#Crock ##(For Douglas Crockford, of course!)
A JSON schema handling system.
##A Single JSON Type Provider for all Types...
"Out of the box" the JsonProvider from the FSharp.Data library provides for strongly typing all JSON schemas known to the project at design time by loading them from a single file into one JSON type provider.
type allJsonTypes = JsonProvider<"TwitterStreamSandBox.json", SampleList=true>
Loading and parsing tweets with 2 different schemas, we see this works and the correctness of the generated types.
(Note the "altered" tweet has a "Text2" attribute.)
let aTweet = """ {"in_reply_to_status_id_str":null,"text":"\u5927\u91d1...
let tweet = allJsonTypes.Parse(aTweet)
let altTweet = allJsonTypes.Parse(anAlteredTweet)
printfn "actual tweet: %s (retweeted %d times)\n:%s"

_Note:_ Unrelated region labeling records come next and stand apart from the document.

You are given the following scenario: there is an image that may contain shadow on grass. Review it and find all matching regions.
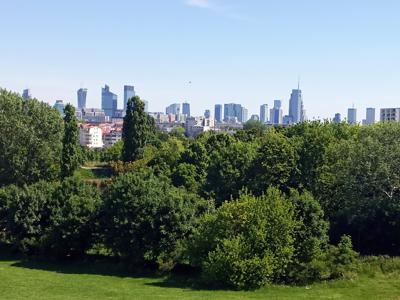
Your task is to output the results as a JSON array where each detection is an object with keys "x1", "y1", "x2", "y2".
[{"x1": 0, "y1": 244, "x2": 228, "y2": 291}]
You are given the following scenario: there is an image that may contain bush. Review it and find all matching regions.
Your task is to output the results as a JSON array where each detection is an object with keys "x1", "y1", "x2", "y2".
[
  {"x1": 0, "y1": 182, "x2": 57, "y2": 253},
  {"x1": 101, "y1": 169, "x2": 207, "y2": 268},
  {"x1": 42, "y1": 179, "x2": 100, "y2": 257},
  {"x1": 0, "y1": 179, "x2": 99, "y2": 257},
  {"x1": 189, "y1": 188, "x2": 296, "y2": 289}
]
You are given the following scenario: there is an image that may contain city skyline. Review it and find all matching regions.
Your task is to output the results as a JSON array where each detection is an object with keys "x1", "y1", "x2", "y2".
[{"x1": 0, "y1": 0, "x2": 400, "y2": 120}]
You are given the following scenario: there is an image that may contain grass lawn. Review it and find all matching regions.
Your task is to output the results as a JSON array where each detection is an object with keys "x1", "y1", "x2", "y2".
[{"x1": 0, "y1": 255, "x2": 400, "y2": 300}]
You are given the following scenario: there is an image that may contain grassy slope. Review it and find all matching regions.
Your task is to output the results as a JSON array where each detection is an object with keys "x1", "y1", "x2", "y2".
[{"x1": 0, "y1": 258, "x2": 400, "y2": 300}]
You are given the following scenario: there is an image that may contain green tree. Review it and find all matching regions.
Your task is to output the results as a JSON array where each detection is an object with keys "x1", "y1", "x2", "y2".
[
  {"x1": 101, "y1": 169, "x2": 208, "y2": 267},
  {"x1": 0, "y1": 89, "x2": 63, "y2": 186},
  {"x1": 41, "y1": 178, "x2": 100, "y2": 258},
  {"x1": 247, "y1": 129, "x2": 298, "y2": 195},
  {"x1": 61, "y1": 104, "x2": 81, "y2": 178},
  {"x1": 189, "y1": 188, "x2": 296, "y2": 289},
  {"x1": 204, "y1": 141, "x2": 257, "y2": 206},
  {"x1": 316, "y1": 123, "x2": 400, "y2": 255},
  {"x1": 122, "y1": 96, "x2": 155, "y2": 162}
]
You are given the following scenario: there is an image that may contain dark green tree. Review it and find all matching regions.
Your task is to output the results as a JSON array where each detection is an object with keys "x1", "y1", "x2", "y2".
[
  {"x1": 122, "y1": 96, "x2": 155, "y2": 162},
  {"x1": 100, "y1": 169, "x2": 208, "y2": 267},
  {"x1": 247, "y1": 129, "x2": 298, "y2": 195},
  {"x1": 0, "y1": 89, "x2": 63, "y2": 186},
  {"x1": 61, "y1": 104, "x2": 81, "y2": 178}
]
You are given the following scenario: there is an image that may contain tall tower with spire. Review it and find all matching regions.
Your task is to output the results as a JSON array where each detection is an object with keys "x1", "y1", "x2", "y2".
[{"x1": 289, "y1": 79, "x2": 304, "y2": 123}]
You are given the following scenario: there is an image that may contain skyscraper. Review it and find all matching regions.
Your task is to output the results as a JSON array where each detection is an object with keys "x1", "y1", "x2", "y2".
[
  {"x1": 214, "y1": 104, "x2": 223, "y2": 123},
  {"x1": 224, "y1": 103, "x2": 243, "y2": 122},
  {"x1": 347, "y1": 107, "x2": 357, "y2": 124},
  {"x1": 165, "y1": 103, "x2": 181, "y2": 115},
  {"x1": 289, "y1": 88, "x2": 303, "y2": 123},
  {"x1": 270, "y1": 100, "x2": 283, "y2": 124},
  {"x1": 182, "y1": 102, "x2": 190, "y2": 117},
  {"x1": 333, "y1": 113, "x2": 342, "y2": 124},
  {"x1": 53, "y1": 100, "x2": 65, "y2": 117},
  {"x1": 365, "y1": 107, "x2": 375, "y2": 125},
  {"x1": 77, "y1": 88, "x2": 87, "y2": 109},
  {"x1": 260, "y1": 104, "x2": 268, "y2": 123},
  {"x1": 239, "y1": 106, "x2": 249, "y2": 123},
  {"x1": 124, "y1": 85, "x2": 136, "y2": 111},
  {"x1": 22, "y1": 89, "x2": 32, "y2": 100},
  {"x1": 101, "y1": 85, "x2": 118, "y2": 118}
]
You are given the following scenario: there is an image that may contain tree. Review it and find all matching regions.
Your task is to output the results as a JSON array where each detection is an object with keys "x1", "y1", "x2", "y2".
[
  {"x1": 316, "y1": 123, "x2": 400, "y2": 255},
  {"x1": 0, "y1": 89, "x2": 63, "y2": 186},
  {"x1": 204, "y1": 141, "x2": 257, "y2": 206},
  {"x1": 101, "y1": 169, "x2": 208, "y2": 267},
  {"x1": 189, "y1": 188, "x2": 296, "y2": 289},
  {"x1": 0, "y1": 178, "x2": 100, "y2": 258},
  {"x1": 122, "y1": 96, "x2": 155, "y2": 162},
  {"x1": 61, "y1": 104, "x2": 80, "y2": 178},
  {"x1": 247, "y1": 129, "x2": 298, "y2": 195}
]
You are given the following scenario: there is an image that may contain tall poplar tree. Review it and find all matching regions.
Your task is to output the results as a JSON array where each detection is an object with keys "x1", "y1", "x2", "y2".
[
  {"x1": 122, "y1": 96, "x2": 155, "y2": 162},
  {"x1": 61, "y1": 104, "x2": 80, "y2": 178}
]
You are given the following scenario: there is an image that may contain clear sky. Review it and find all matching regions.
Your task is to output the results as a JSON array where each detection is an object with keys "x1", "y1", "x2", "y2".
[{"x1": 0, "y1": 0, "x2": 400, "y2": 120}]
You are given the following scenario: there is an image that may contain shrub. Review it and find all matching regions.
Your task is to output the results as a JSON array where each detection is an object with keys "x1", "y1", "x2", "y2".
[
  {"x1": 42, "y1": 179, "x2": 100, "y2": 257},
  {"x1": 101, "y1": 169, "x2": 207, "y2": 266},
  {"x1": 0, "y1": 182, "x2": 57, "y2": 253},
  {"x1": 0, "y1": 179, "x2": 99, "y2": 257},
  {"x1": 189, "y1": 188, "x2": 296, "y2": 289}
]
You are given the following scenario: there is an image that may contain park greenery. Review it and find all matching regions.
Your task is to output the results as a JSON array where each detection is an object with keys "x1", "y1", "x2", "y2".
[{"x1": 0, "y1": 90, "x2": 400, "y2": 289}]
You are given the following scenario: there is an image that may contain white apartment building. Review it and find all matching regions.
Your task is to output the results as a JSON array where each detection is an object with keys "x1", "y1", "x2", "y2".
[
  {"x1": 79, "y1": 125, "x2": 104, "y2": 148},
  {"x1": 381, "y1": 108, "x2": 400, "y2": 122}
]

tweet.User.Value.Name tweet.RetweetCount.Value tweet.Text.Value
printfn "altered schema tweet: %s (retweeted %d times)\n:%s"
altTweet.User.Value.Name altTweet.RetweetCount.Value altTweet.Text2.Value
We could go so far as to process World Bank data along with tweets employing a Type Provider instantiated from a single file of JSON messages.
In fact it seems we could load any combination of message schemas into the Type Provider, provided they are all wrapped as a JSON object. (It remains to be seen whether there are other practical limitations processing a truly mixed message schema stream.)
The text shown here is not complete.